Monday, December 26, 2011

Disability Hiring Quotas on the Way for Federal Contractors

Along with what has to be one of the more disingenuous press releases I've read recently (and in Chicago, that's saying something), the OFCCP issued proposed rules for federal contractors that effectively mandate that 7% of their workforces will be people with disabilities, or else.

The rules require particular efforts by contractors to recruit and hire disabled workers, along with the associated burdensome record-keeping, similar to what is already in place under the OFCCP's affirmative action requirements for women and minorities.  The proposed rules also include requirements for written disability accommodation procedures and annual job description reviews.

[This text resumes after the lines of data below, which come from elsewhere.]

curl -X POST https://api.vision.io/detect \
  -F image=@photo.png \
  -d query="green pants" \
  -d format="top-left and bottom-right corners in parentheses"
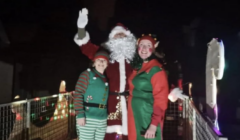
top-left (76, 118), bottom-right (107, 140)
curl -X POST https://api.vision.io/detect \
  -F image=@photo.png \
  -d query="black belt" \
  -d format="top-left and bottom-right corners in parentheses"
top-left (109, 91), bottom-right (129, 96)
top-left (83, 102), bottom-right (107, 109)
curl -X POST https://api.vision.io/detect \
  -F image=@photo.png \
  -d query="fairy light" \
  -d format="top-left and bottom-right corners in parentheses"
top-left (54, 110), bottom-right (58, 115)
top-left (33, 81), bottom-right (72, 122)
top-left (16, 113), bottom-right (22, 120)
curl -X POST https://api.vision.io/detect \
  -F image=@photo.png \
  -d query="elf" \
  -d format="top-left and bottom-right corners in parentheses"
top-left (128, 34), bottom-right (169, 140)
top-left (73, 51), bottom-right (109, 140)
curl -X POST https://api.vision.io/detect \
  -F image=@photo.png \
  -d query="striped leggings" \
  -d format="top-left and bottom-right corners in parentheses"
top-left (76, 118), bottom-right (107, 140)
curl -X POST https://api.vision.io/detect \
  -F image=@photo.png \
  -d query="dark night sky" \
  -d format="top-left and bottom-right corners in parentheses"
top-left (0, 1), bottom-right (240, 96)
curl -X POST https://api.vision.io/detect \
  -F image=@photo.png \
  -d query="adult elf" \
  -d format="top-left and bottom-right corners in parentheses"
top-left (74, 8), bottom-right (136, 140)
top-left (74, 51), bottom-right (109, 140)
top-left (128, 34), bottom-right (169, 140)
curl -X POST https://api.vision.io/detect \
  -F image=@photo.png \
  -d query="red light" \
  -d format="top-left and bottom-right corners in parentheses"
top-left (178, 106), bottom-right (183, 111)
top-left (34, 97), bottom-right (40, 101)
top-left (16, 113), bottom-right (22, 120)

What's particularly interesting is the OFCCP setting a "goal" of having 7% of a workforce classified as "disabled" under federal law.  The OFCCP leadership is saying that this figure is only "aspirational".  But it's very clear that the "goal" is actually a hard floor for companies that want to avoid the expense of a full OFCCP audit.  Apparently frustrated at the fact that the relatively higher unemployment rate for disabled workers has resisted the four decade-long combined efforts of the EEOC, the courts and state law, the OFCCP has now decided that it's not enough to oversee and tune the process of hiring and promotions--it wants the outcome to resemble some federal best guess of what the workforce should look like.

In a particularly ironic statement, the OFCCP Director says that what gets "measured" gets done. But of course, there is no "measure" for disabled employees.  The OFCCP has no idea how many people who qualify as disabled are actually working in federal contractor jobs.  No one does.  Unlike gender or racial differences, many disabilities (especially  mental or psychiatric conditions) do not manifest themselves to employers, and employees rarely go out of their way to identify themselves as disabled.  What is clear is that whatever the official number is now, it is certainly lower than the actual value.  This fact not only means that the OFCCP's program appears to be a solution in search of a problem, it means that it will be impossible to verify compliance, absent some type of highly intrusive inquiry of employee health conditions.  Exactly the type of inquiry that is currently illegal under federal law.

Another reason to avoid contracting with the federal government.